JSC BTA Bank v Mukhtar Ablyazov (June 2011)
The court ordered that a claimant's application to commit a defendant to prison for contempt of court should be heard before the trial of the substantive claim, but ordered the claimant to select three contempt allegations to be heard out of the 23 allegations cited in its application.
The court was required to give directions concerning the claimant bank's application to commit the defendant (M) to prison for contempt of court. The bank had issued a number of claims against M and had obtained a freezing order against him. The bank then issued an application for the committal of M to prison for breaching the freezing order. The application cited 35 allegations of contempt, which the bank later reduced to 23 allegations. The trial of the substantive claims was due to take place in five months' time, in November. M submitted that the hearing of the contempt allegations should be delayed. He argued that an early contempt hearing would prevent him preparing properly for the November trial and the contempt application concerned his credibility and raised issues which would also arise at the trial.

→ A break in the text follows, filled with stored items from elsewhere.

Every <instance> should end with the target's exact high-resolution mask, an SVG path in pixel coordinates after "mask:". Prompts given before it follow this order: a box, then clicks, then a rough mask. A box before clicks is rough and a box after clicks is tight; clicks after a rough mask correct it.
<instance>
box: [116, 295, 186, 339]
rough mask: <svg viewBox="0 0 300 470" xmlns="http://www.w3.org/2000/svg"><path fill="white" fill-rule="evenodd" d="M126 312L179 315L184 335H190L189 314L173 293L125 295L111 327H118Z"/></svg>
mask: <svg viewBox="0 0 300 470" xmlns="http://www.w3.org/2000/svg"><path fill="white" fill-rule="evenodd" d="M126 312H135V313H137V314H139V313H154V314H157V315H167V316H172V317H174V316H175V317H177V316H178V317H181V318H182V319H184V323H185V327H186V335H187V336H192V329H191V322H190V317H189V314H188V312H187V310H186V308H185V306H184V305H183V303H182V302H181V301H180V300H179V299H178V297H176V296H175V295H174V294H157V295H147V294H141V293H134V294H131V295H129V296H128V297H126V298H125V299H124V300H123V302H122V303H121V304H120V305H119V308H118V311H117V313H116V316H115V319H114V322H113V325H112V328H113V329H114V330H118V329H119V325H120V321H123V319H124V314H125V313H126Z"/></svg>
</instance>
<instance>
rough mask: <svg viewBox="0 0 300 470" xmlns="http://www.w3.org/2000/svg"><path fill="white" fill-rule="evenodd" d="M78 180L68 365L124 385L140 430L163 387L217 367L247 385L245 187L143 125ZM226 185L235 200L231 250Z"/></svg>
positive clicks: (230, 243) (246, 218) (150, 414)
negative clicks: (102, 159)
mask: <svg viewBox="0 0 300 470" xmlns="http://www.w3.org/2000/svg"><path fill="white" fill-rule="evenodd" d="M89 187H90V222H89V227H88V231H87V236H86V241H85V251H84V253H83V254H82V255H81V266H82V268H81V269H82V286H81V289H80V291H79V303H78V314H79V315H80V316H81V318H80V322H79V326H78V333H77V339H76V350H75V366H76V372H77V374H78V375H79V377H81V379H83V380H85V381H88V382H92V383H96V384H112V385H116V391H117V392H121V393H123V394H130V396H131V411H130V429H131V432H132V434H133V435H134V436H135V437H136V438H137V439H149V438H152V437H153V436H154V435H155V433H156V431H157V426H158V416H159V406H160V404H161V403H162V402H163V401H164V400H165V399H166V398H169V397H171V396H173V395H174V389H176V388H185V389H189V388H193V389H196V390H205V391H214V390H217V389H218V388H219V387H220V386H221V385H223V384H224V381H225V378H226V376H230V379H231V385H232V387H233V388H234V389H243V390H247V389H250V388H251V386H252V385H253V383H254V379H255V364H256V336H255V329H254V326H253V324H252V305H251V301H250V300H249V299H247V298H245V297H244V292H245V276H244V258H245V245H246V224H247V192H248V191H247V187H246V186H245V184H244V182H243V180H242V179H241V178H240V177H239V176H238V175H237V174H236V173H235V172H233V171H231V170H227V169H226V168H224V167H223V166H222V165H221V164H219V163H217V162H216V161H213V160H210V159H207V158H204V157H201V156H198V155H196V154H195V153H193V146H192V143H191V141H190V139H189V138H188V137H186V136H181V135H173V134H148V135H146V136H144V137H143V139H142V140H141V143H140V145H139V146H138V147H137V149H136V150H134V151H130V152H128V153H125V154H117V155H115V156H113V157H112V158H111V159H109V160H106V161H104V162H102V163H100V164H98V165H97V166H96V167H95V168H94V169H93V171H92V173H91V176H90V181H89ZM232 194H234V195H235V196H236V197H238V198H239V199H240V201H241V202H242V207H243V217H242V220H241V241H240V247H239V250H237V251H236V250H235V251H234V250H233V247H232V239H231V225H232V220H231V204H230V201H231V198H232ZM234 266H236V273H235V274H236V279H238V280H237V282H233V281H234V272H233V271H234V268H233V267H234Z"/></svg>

(1) Where allegations were made that a freezing order had been breached, the claimant might bring a contempt application as a means of putting pressure on the defendant to comply. It was therefore usually appropriate to determine contempt applications promptly and before the trial of the underlying action, though the interests of fairness might sometimes require that it be determined after trial, Dadourian Group International Inc v Simms (2006) EWCA Civ 1745, (2007) 1 WLR 2967considered (see para.5 of judgment). (2) It was undesirable to disrupt the November trial date by ordering that a long contempt hearing take place in the interim period when the parties should be preparing for the trial of the actions. Therefore, on case management grounds, the contempt application should be limited to three allegations, one from each of the several categories relied upon by the bank. If the contempt application was limited in that way, it would not unduly disrupt the preparations for the main trial or cause unfairness to M. It was true that M's credibility would be in issue on the contempt application, and there was a potential overlap between the contempt application and the trial, but having regard to the limited number of contempt allegations to be heard and the importance to the bank of the efficacy of the freezing order, those matters did not mean that the contempt hearing should be delayed (paras 6-10). (3) The bank should decide which contempt allegations it wished to rely upon within seven days. The bank was also ordered to disclose to M within seven days any documents which damaged its case on contempt or assisted M's case. Fairness required that any such documents should be disclosed, Masri v Consolidated Contractors International Co SAL (2010) EWHC 2640 (Comm) considered. If the bank had no such documents, its solicitor should swear an affidavit stating that it had no documents to disclose (para.12).